If your Aurora cluster is larger than 40 TB, don't use db.t2 or db.t3 instance classes.
Don't enable the MySQL Performance Schema on Amazon Aurora MySQL T2 instances. If the Performance Schema is enabled, the T2 instance might run out of memory.
When you use a T2 instance as a DB instance in an Aurora MySQL DB cluster, we recommend the following:
-
If you use a T2 instance as a DB instance class in your DB cluster, then we recommend that all instances in your DB cluster use the same DB instance class. For example, if you use
db.t2.medium
for your primary instance, then we recommend that you usedb.t2.medium
for your Aurora Replicas as well. -
Monitor your CPU Credit Balance (
CPUCreditBalance
) to ensure that it is at a sustainable level. That is, CPU credits are being accumulated at the same rate as they are being used.When you have exhausted the CPU credits for an instance, you see an immediate drop in the available CPU and an increase in the read and write latency for the instance. This situation results in a severe decrease in the overall performance of the instance.
If your CPU credit balance is not at a sustainable level, then we recommend that you modify your DB instance to use a one of the supported R3 DB instance classes (scale compute).
For more information on monitoring metrics, see Monitoring Amazon Aurora DB cluster metrics.
-
For your Aurora MySQL DB clusters using single-master replication, monitor the replica lag (
AuroraReplicaLag
) between the primary instance and the Aurora Replicas.If an Aurora Replica runs out of CPU credits before the primary instance, the lag behind the primary instance results in the Aurora Replica frequently restarting. This result is common when an application has a heavy load of read operations distributed among Aurora Replicas in an Aurora MySQL DB cluster, at the same time that the primary instance has a minimal load of write operations.
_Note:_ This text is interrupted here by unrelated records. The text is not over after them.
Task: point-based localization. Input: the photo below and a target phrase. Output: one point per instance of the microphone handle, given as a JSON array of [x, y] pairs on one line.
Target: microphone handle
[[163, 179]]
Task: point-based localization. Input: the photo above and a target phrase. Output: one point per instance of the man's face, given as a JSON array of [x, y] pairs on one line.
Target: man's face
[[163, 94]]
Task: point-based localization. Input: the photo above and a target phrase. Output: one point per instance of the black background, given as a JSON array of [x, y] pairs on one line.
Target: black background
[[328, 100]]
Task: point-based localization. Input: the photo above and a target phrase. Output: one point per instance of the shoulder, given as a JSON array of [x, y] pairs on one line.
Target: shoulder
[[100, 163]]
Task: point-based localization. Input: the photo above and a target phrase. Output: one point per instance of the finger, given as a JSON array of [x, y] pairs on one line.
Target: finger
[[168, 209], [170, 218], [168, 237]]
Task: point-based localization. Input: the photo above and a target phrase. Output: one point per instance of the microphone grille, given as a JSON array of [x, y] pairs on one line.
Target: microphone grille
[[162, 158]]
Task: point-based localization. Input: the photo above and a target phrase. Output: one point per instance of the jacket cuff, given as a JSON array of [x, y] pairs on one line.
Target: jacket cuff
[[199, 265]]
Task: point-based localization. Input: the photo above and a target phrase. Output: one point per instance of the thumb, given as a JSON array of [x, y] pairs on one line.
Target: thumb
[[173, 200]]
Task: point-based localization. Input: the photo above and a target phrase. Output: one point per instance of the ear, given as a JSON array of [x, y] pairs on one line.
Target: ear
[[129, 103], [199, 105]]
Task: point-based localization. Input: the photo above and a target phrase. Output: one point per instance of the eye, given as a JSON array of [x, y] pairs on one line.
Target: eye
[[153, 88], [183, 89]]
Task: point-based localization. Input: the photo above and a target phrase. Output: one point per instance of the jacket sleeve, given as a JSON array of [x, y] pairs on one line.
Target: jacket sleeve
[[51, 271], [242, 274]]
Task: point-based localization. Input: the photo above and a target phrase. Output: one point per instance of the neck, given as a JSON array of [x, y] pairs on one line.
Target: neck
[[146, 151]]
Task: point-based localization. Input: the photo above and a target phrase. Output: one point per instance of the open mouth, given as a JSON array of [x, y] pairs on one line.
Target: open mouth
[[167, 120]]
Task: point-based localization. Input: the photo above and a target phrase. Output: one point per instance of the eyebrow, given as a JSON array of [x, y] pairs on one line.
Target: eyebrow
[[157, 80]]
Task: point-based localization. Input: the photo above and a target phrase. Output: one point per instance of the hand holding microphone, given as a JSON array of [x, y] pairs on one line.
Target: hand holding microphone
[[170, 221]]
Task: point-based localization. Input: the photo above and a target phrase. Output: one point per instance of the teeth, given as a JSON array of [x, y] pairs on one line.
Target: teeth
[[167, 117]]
If you see a sustained increase in replica lag, make sure that your CPU credit balance for the Aurora Replicas in your DB cluster is not being exhausted.
If your CPU credit balance is not at a sustainable level, then we recommend that you modify your DB instance to use one of the supported R3 DB instance classes (scale compute).
-
Keep the number of inserts per transaction below 1 million for DB clusters that have binary logging enabled.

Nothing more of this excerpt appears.